No entanto, apesar de todas as vantagens, também apresentam algumas limitações que podem ser mais ou menos sérias, dependendo dos objectivos pretendidos. Primeiro que tudo, estudos prévios de esforço de colheita não são normalmente realizados. Desta forma toda a amostragem é baseada na opinião de especialistas de que esforço será adequado para os objectivos propostos. Apesar de esta opinião ser extremamente útil, pode no entanto estar enviesada da realidade, normalmente o esforço definido fica abaixo do necessário. Também estará dependente dos recursos disponíveis, e esta é uma questão incontornável. De qualquer das formas, sem estudos prévios a eficiência pode não ser a ideal e os recursos desperdiçados. Então, o que pode ser feito antes de se optar por um determinado protocolo que será replicado a larga escala? Desenvolver, testar e aplicar protocolos de avaliação de biodiversidade que garantam máxima adequabilidade, eficiência, flexibilidade e transparência.


NÍVEL 3

Chegamos assim ao terceiro nível dos projectos de avaliação de biodiversidade. Podendo estes conceitos ser discutidos caso a caso, qualquer protocolo tem de cumprir quatro requisitos fundamentais:
• Amostrar uma parte substancial, conhecida e adequada, tendo em conta os objectivos, da comunidade (adequabilidade);
• Requerer o mínimo esforço de colheita possível (eficiência);
• Ser facilmente adaptável aos recursos existentes (flexibilidade);
• Todas as opções têm de ser facilmente compreensíveis por todos os participantes (transparência).

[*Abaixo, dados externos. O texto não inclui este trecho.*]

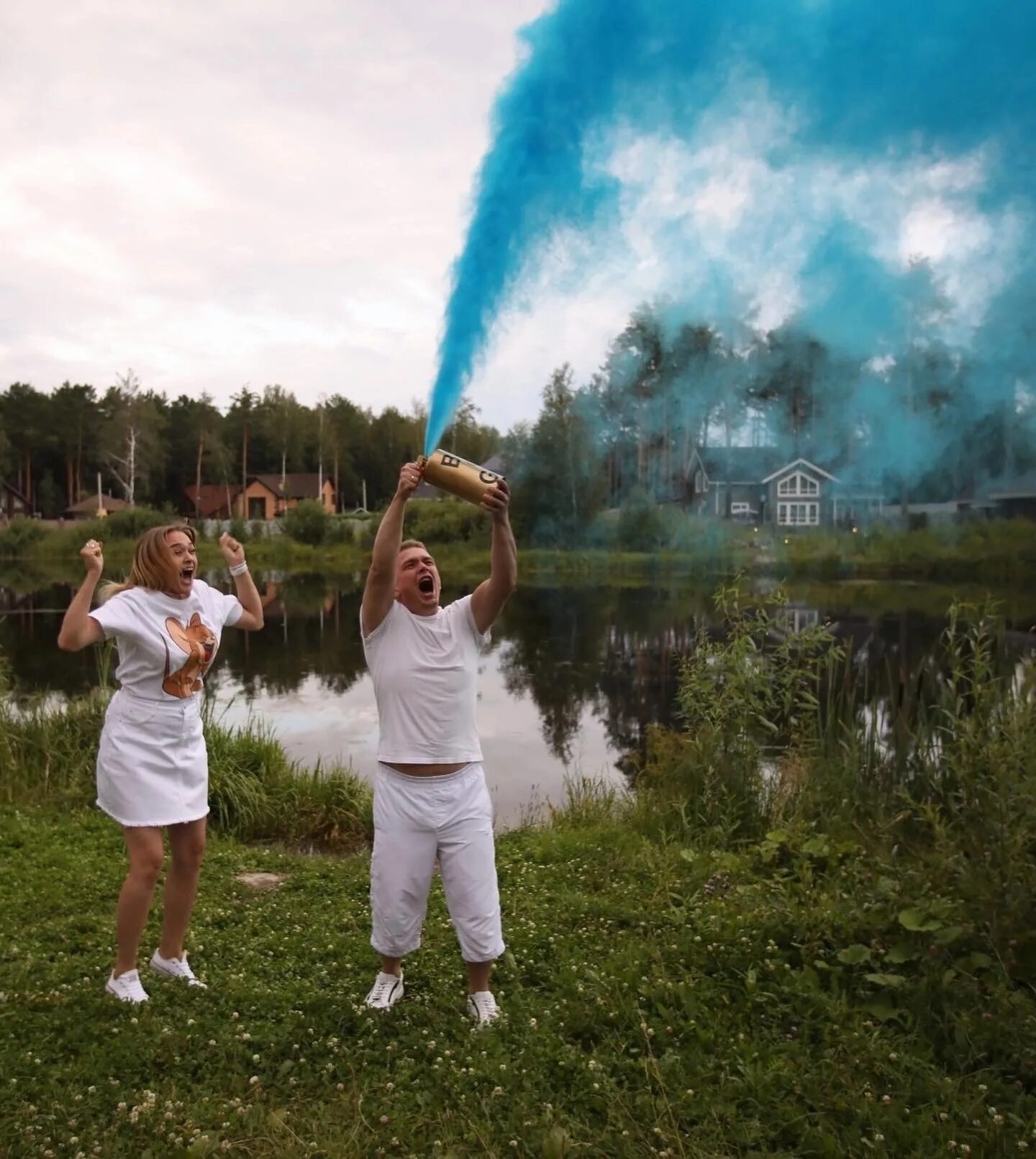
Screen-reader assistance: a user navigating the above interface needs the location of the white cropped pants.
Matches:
[371,764,504,962]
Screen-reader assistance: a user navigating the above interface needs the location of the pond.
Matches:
[0,573,1036,827]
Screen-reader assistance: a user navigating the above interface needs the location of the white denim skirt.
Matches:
[97,688,209,827]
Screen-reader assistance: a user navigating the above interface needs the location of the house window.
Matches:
[778,503,820,527]
[778,471,820,496]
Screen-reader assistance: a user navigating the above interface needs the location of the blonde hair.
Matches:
[99,523,197,604]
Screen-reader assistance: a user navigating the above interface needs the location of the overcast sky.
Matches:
[0,0,612,427]
[0,0,1021,442]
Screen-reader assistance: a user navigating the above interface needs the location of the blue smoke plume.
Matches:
[427,0,1036,473]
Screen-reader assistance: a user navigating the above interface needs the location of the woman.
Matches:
[58,525,263,1003]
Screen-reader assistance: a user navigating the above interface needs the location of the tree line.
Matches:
[0,285,1036,533]
[0,371,501,517]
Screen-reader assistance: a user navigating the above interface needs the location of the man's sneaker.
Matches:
[364,970,404,1011]
[150,950,207,990]
[104,970,147,1003]
[468,990,499,1026]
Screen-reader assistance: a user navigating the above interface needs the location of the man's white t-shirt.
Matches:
[360,596,489,765]
[91,580,243,702]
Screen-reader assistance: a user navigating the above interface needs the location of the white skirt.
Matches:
[97,688,209,827]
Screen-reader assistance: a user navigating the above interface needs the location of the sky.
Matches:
[0,0,1036,456]
[0,0,602,429]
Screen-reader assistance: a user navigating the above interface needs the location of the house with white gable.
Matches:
[685,446,884,529]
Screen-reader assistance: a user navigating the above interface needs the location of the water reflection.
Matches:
[0,573,1036,823]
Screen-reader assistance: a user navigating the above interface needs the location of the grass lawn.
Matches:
[0,806,1036,1159]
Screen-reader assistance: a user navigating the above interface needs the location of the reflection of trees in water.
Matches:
[499,588,606,764]
[0,575,1032,771]
[501,588,708,764]
[212,576,366,696]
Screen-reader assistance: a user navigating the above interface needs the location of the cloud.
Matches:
[0,0,543,409]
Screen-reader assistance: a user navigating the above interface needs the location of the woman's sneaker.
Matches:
[364,970,404,1011]
[468,990,499,1026]
[150,950,207,990]
[104,970,147,1003]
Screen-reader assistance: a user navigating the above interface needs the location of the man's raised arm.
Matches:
[360,463,421,636]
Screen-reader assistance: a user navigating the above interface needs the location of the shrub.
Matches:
[615,488,666,552]
[0,516,46,559]
[283,499,332,547]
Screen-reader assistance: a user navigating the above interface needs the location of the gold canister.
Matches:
[417,450,504,505]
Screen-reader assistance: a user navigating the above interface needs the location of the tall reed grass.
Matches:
[0,649,373,850]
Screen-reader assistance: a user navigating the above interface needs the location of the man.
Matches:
[360,463,518,1024]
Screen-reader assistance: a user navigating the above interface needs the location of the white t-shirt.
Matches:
[91,580,243,700]
[360,596,489,765]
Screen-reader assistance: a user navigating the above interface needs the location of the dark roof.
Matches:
[249,471,335,499]
[696,446,791,483]
[65,491,130,514]
[183,483,241,519]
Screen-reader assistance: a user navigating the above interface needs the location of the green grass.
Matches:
[0,590,1036,1159]
[0,673,373,852]
[0,808,1036,1159]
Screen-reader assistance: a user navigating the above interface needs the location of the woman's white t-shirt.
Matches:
[360,596,489,765]
[91,580,243,701]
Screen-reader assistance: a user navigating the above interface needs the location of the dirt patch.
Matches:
[237,873,284,890]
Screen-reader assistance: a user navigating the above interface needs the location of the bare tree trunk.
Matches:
[195,431,205,519]
[241,419,248,519]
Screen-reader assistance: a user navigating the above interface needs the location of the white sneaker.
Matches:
[364,970,404,1011]
[468,990,499,1026]
[150,950,209,990]
[104,970,147,1003]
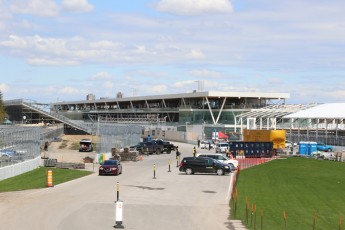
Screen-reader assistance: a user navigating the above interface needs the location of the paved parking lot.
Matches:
[0,141,243,230]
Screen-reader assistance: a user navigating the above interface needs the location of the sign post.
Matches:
[114,182,125,228]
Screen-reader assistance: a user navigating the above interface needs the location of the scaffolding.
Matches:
[0,126,41,167]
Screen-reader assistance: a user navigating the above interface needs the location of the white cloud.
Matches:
[58,86,81,94]
[26,58,79,66]
[103,81,114,89]
[148,85,168,94]
[189,69,222,78]
[62,0,94,12]
[0,83,9,93]
[91,72,112,81]
[156,0,233,15]
[173,80,196,88]
[90,40,121,49]
[10,0,60,17]
[0,35,27,49]
[185,49,205,59]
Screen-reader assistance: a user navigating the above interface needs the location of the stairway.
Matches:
[22,101,92,134]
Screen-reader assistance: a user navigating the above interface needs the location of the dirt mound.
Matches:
[41,135,97,163]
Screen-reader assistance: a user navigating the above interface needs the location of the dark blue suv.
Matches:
[179,157,234,175]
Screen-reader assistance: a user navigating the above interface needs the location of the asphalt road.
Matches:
[0,143,232,230]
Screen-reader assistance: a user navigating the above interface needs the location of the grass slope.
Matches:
[236,157,345,230]
[0,167,92,192]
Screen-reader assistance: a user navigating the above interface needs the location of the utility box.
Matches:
[298,141,317,156]
[243,129,286,149]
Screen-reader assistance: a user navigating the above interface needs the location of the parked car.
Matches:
[200,140,214,149]
[196,153,238,168]
[212,142,229,153]
[79,139,93,152]
[179,157,234,175]
[98,160,122,175]
[316,143,333,152]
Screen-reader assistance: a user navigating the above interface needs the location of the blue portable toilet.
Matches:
[308,142,317,156]
[298,141,308,155]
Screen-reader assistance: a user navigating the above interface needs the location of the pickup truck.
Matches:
[136,140,176,155]
[155,140,176,154]
[316,143,333,152]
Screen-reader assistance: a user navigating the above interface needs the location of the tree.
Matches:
[0,91,7,124]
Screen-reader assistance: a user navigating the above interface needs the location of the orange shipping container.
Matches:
[243,129,286,149]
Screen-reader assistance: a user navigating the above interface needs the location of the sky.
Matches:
[0,0,345,104]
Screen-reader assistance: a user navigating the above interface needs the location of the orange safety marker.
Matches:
[47,169,53,187]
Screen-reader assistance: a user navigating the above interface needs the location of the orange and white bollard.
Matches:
[47,169,53,187]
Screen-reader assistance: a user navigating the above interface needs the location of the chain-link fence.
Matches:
[96,123,143,153]
[0,126,41,167]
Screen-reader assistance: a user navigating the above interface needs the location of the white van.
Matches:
[196,153,238,168]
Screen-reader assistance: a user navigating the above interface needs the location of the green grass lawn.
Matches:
[0,167,93,192]
[231,157,345,230]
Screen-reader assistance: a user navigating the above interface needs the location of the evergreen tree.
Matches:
[0,91,7,124]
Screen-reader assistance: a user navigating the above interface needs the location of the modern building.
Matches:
[51,91,290,128]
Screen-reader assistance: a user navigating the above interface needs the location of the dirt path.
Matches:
[41,135,97,163]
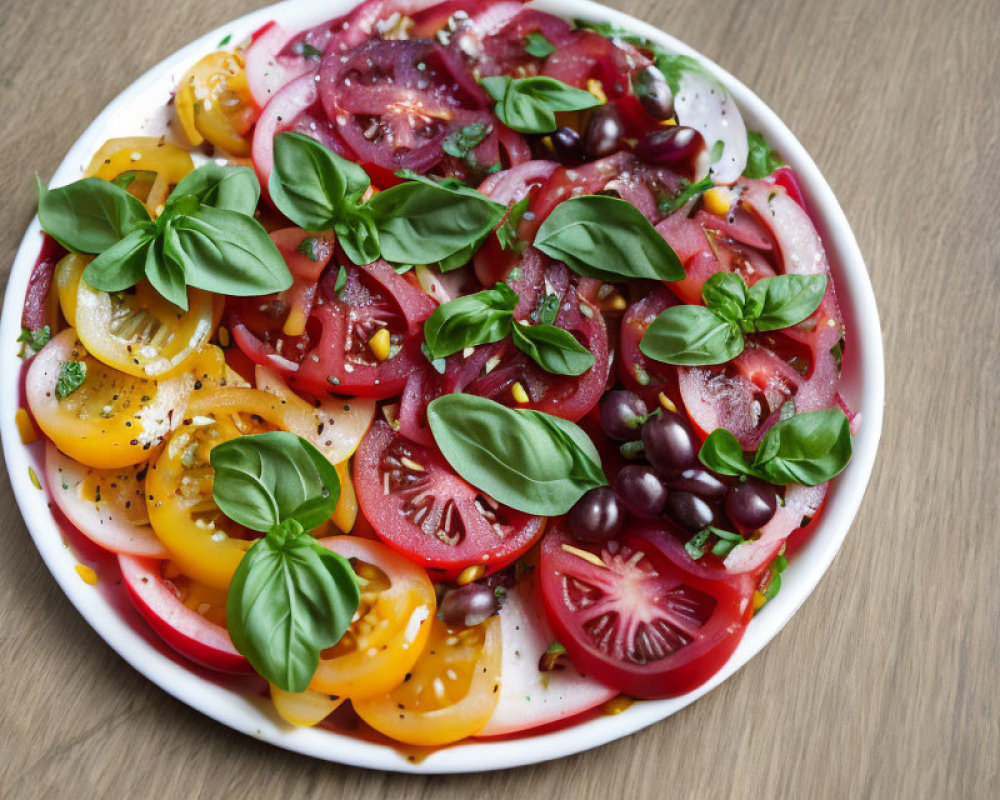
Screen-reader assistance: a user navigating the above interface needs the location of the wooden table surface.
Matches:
[0,0,1000,800]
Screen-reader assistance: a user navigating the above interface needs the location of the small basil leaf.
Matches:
[497,195,531,250]
[226,520,361,692]
[480,75,600,133]
[752,408,851,486]
[511,322,594,375]
[163,161,260,216]
[744,275,826,331]
[211,431,340,531]
[268,133,371,231]
[424,283,518,361]
[83,230,153,292]
[743,130,785,179]
[698,428,752,477]
[333,205,381,266]
[35,177,150,253]
[144,238,188,311]
[524,31,556,58]
[368,179,506,270]
[535,195,684,281]
[427,394,607,516]
[639,306,743,366]
[701,272,747,322]
[164,206,292,297]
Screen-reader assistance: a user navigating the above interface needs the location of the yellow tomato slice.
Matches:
[25,328,190,469]
[174,51,257,156]
[73,268,217,378]
[268,683,346,728]
[309,536,437,698]
[254,365,375,464]
[351,616,502,746]
[84,136,194,217]
[146,387,287,589]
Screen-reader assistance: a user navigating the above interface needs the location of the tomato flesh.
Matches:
[355,421,544,580]
[539,526,752,698]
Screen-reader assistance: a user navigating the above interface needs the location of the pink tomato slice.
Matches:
[45,442,168,558]
[476,575,618,737]
[118,555,252,672]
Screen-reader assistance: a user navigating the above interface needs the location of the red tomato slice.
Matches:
[354,421,544,580]
[229,261,435,398]
[539,526,753,698]
[476,573,618,737]
[319,39,492,172]
[118,555,253,672]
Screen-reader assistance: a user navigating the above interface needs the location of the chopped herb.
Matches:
[56,361,87,400]
[524,31,556,58]
[17,325,52,358]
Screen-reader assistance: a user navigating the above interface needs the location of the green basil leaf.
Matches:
[163,161,260,216]
[497,195,531,250]
[368,173,506,270]
[511,322,594,375]
[698,428,752,477]
[744,274,826,331]
[441,122,492,159]
[143,238,188,311]
[268,133,371,231]
[535,195,684,281]
[701,272,747,322]
[35,177,151,253]
[56,361,87,400]
[743,130,785,179]
[333,205,381,266]
[480,75,601,133]
[83,230,154,292]
[210,431,340,531]
[424,282,518,361]
[752,408,852,486]
[225,520,361,692]
[524,31,556,58]
[639,306,743,366]
[163,206,292,297]
[427,394,607,516]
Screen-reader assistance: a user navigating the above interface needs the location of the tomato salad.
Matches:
[20,0,858,746]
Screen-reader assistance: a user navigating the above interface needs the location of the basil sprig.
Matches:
[267,133,380,264]
[424,281,594,375]
[427,394,607,516]
[639,272,826,366]
[38,163,292,310]
[424,281,518,361]
[479,75,601,133]
[368,170,506,272]
[535,194,684,281]
[211,431,360,692]
[698,408,852,486]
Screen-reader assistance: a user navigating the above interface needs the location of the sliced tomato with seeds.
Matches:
[355,421,544,580]
[539,525,753,698]
[229,261,436,398]
[319,39,492,172]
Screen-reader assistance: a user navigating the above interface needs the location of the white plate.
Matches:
[0,0,884,773]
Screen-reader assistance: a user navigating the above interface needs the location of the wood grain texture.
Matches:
[0,0,1000,800]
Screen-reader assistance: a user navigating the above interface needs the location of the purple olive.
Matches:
[438,583,499,626]
[568,486,625,542]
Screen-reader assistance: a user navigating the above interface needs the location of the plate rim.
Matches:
[0,0,885,774]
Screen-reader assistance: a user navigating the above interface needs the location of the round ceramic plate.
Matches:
[0,0,884,773]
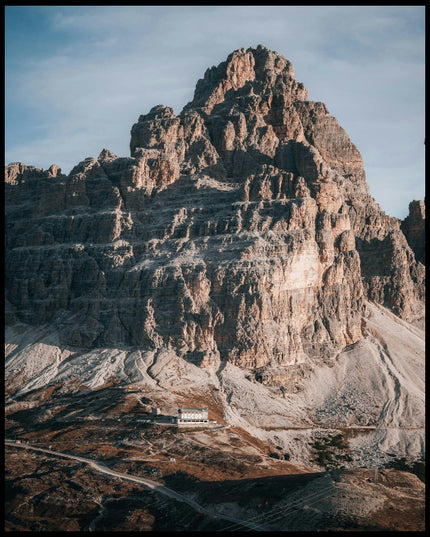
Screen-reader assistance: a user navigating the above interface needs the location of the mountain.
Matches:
[5,45,425,532]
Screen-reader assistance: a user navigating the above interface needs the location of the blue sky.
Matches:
[5,6,425,218]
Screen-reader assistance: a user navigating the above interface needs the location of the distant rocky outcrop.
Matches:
[5,45,425,383]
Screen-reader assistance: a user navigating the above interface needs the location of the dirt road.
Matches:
[5,439,268,531]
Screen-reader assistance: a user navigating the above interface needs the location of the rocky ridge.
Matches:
[5,45,425,382]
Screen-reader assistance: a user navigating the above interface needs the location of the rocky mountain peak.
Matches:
[5,45,424,372]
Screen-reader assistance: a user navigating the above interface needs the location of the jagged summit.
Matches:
[184,45,307,113]
[5,46,425,484]
[6,45,424,362]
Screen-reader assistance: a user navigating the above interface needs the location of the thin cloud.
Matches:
[6,6,424,215]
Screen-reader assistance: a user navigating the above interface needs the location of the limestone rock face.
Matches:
[400,200,426,265]
[5,45,424,384]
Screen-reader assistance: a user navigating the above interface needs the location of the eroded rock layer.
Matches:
[5,45,424,382]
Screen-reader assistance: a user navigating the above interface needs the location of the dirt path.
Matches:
[5,439,267,531]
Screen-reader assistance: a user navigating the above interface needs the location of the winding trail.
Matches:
[5,439,268,531]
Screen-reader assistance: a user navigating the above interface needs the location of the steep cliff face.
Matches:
[400,200,426,265]
[5,46,424,383]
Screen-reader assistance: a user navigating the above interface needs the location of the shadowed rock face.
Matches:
[5,45,424,376]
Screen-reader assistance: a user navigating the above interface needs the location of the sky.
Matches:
[5,5,425,219]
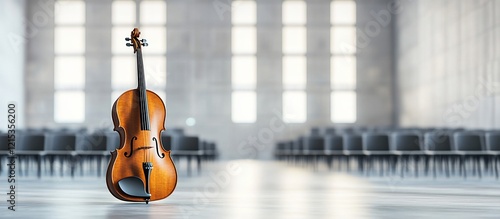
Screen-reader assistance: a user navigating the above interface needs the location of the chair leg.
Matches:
[196,156,201,175]
[187,155,191,176]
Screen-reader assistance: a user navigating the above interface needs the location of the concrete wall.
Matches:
[0,0,25,131]
[26,0,393,159]
[396,0,500,129]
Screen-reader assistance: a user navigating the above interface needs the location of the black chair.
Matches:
[202,141,218,160]
[311,127,321,136]
[291,136,305,163]
[342,134,366,172]
[106,132,121,152]
[303,136,325,168]
[45,133,76,177]
[324,135,349,169]
[453,131,487,177]
[76,133,109,176]
[391,131,425,176]
[362,132,392,174]
[424,130,458,177]
[161,134,172,151]
[0,133,10,175]
[172,136,203,175]
[485,131,500,178]
[163,128,184,136]
[16,133,45,177]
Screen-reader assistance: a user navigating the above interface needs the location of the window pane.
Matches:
[111,56,137,89]
[54,27,85,54]
[111,90,122,106]
[283,1,307,24]
[283,56,307,89]
[331,27,356,54]
[152,89,168,105]
[231,91,257,123]
[231,56,257,89]
[111,27,136,54]
[111,1,135,25]
[330,91,357,123]
[54,91,85,123]
[140,27,167,54]
[141,1,167,25]
[283,91,307,123]
[231,1,257,24]
[330,1,356,25]
[283,27,307,54]
[231,27,257,54]
[54,1,85,24]
[54,56,85,89]
[143,56,167,88]
[330,56,356,89]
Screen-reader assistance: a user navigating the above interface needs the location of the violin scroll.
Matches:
[125,27,149,53]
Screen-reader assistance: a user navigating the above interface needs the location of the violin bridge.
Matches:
[142,162,153,198]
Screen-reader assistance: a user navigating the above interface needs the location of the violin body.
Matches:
[106,28,177,204]
[106,89,177,202]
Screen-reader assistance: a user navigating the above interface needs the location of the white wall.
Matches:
[26,0,393,159]
[396,0,500,129]
[0,0,26,131]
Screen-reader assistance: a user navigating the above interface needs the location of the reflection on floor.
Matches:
[0,160,500,219]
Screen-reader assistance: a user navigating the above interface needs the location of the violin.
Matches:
[106,28,177,204]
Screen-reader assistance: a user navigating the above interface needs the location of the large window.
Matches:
[282,0,307,123]
[231,0,257,123]
[54,1,85,123]
[111,0,167,102]
[330,0,357,123]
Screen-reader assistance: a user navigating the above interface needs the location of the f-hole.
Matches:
[153,137,165,159]
[123,136,137,157]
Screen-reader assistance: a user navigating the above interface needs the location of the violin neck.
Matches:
[137,47,150,130]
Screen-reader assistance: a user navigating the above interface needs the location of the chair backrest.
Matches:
[161,135,172,151]
[46,133,76,151]
[163,128,184,136]
[453,132,483,151]
[363,133,390,151]
[311,127,321,136]
[391,132,421,151]
[424,130,451,151]
[292,137,304,152]
[16,133,45,151]
[106,132,120,151]
[172,136,200,151]
[325,135,344,151]
[485,132,500,151]
[303,136,325,151]
[342,134,363,151]
[0,133,9,151]
[76,133,108,151]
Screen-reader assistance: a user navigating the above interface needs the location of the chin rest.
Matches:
[118,176,151,198]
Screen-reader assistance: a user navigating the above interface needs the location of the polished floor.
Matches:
[0,160,500,219]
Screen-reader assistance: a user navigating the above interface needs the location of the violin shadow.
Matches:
[105,202,181,219]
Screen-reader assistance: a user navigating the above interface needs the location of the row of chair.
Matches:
[275,130,500,177]
[0,132,218,177]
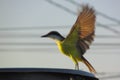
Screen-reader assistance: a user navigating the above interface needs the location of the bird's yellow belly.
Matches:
[57,42,79,57]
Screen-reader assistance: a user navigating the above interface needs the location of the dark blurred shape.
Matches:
[0,68,98,80]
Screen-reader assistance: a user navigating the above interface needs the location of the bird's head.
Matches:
[41,31,64,41]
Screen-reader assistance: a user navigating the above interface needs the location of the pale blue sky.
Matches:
[0,0,120,27]
[0,0,120,80]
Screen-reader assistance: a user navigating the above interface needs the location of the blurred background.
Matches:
[0,0,120,80]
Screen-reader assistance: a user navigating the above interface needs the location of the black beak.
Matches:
[41,34,48,37]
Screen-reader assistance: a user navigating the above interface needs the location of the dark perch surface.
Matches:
[0,68,98,80]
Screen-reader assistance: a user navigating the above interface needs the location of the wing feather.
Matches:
[66,5,96,54]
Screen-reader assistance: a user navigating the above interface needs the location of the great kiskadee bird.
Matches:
[42,5,96,73]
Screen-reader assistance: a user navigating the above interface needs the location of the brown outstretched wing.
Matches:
[66,5,95,54]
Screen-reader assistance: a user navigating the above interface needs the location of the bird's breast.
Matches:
[57,42,77,56]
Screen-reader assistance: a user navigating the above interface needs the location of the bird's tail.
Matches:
[82,56,96,73]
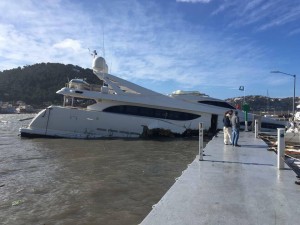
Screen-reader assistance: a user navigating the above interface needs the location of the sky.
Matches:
[0,0,300,99]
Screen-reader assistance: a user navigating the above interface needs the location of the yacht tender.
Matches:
[20,54,285,139]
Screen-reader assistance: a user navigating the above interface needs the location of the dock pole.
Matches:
[254,120,258,138]
[277,128,285,170]
[199,123,203,161]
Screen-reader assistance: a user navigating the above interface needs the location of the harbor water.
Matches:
[0,114,203,225]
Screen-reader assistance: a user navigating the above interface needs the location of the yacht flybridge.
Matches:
[20,54,284,139]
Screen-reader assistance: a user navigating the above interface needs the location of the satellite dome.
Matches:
[93,56,108,73]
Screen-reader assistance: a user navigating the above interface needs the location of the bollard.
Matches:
[254,120,258,138]
[199,123,203,161]
[277,128,285,170]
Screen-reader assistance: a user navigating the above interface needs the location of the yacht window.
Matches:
[198,101,235,109]
[103,105,201,121]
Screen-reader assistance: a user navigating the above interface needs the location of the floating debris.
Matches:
[11,200,24,206]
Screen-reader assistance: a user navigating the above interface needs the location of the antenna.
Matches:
[102,27,105,59]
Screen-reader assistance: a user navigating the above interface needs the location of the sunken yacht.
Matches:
[20,52,284,139]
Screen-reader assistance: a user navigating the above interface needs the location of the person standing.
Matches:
[231,111,241,147]
[223,110,233,145]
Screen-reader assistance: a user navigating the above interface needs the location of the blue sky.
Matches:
[0,0,300,99]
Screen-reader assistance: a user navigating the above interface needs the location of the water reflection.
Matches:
[0,115,202,225]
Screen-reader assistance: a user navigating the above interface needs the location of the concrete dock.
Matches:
[141,132,300,225]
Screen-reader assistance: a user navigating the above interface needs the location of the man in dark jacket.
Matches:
[231,111,241,147]
[223,110,233,145]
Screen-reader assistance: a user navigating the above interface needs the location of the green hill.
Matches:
[0,63,101,107]
[0,63,300,113]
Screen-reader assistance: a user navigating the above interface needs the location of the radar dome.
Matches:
[93,57,108,73]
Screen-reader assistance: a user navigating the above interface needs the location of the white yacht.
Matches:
[20,54,284,139]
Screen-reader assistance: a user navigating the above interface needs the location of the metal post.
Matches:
[254,120,258,138]
[199,123,203,161]
[293,74,296,121]
[277,128,285,170]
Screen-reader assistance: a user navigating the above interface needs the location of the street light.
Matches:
[271,71,296,120]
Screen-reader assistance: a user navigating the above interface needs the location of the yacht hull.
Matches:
[20,106,210,139]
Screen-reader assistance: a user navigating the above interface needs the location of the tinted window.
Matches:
[103,105,200,120]
[198,101,235,109]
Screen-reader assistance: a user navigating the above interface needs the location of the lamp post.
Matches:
[271,71,296,120]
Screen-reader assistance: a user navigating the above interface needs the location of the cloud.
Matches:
[53,38,82,52]
[212,0,300,31]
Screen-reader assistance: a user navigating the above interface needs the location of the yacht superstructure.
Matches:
[20,53,288,139]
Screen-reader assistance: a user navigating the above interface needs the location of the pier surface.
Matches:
[141,132,300,225]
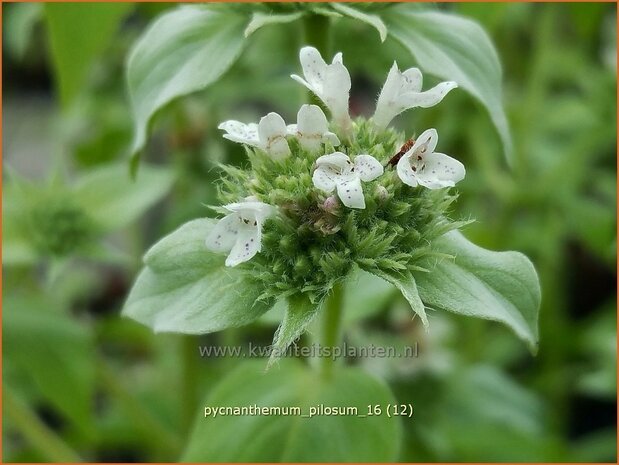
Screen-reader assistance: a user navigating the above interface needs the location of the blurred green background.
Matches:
[2,3,617,462]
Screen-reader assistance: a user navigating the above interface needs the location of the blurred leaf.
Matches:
[181,360,401,462]
[331,3,387,42]
[437,366,556,462]
[261,268,396,325]
[127,5,247,173]
[415,231,541,353]
[2,183,38,266]
[269,294,322,365]
[577,299,617,400]
[244,11,303,38]
[45,2,133,107]
[383,5,512,163]
[123,219,273,334]
[2,297,95,434]
[73,163,173,231]
[3,3,43,59]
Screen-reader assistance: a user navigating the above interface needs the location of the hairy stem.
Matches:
[2,385,81,463]
[320,283,344,379]
[181,336,200,433]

Por forma a cumprir estes requisitos teremos de optimizar onde, quando, como e quanto amostrar. Isto pode ser feito em quatro passos:
• Definir as melhores áreas de amostragem, aquelas que nos permitam responder às nossas questões (onde);
• Amostrar durante as épocas mais produtivas (quando);
• Usar métodos adequados e testados para os organismos em questão (como);
• Definir o esforço a realizar por forma a atingir determinados níveis de “integralidade de inventário” (quanto), sendo integralidade a proporção de espécies capturadas em relação às estimadas para um determinado local.
Um exemplo de um projecto que já cumpre a maioria destes requisitos é o ALL – Ants of the Leaf Litter (antbase.org/databases/publications_20330.htm), que definiu uma estratégia muito bem fundamentada para monitorização de formigas epígeas tropicais. Outro exemplo será o futuro COBRA – Conservation Oriented Biodiversity Rapid Assessment, neste momento a ser definido para aranhas ibéricas e mediterrânicas. Os princípios definidos por estes dois projectos poderão servir de base para outros grupos, principalmente de invertebrados, que afinal de contas constituem a vasta maioria da biodiversidade existente, seja a nível local, regional ou global.

E depois?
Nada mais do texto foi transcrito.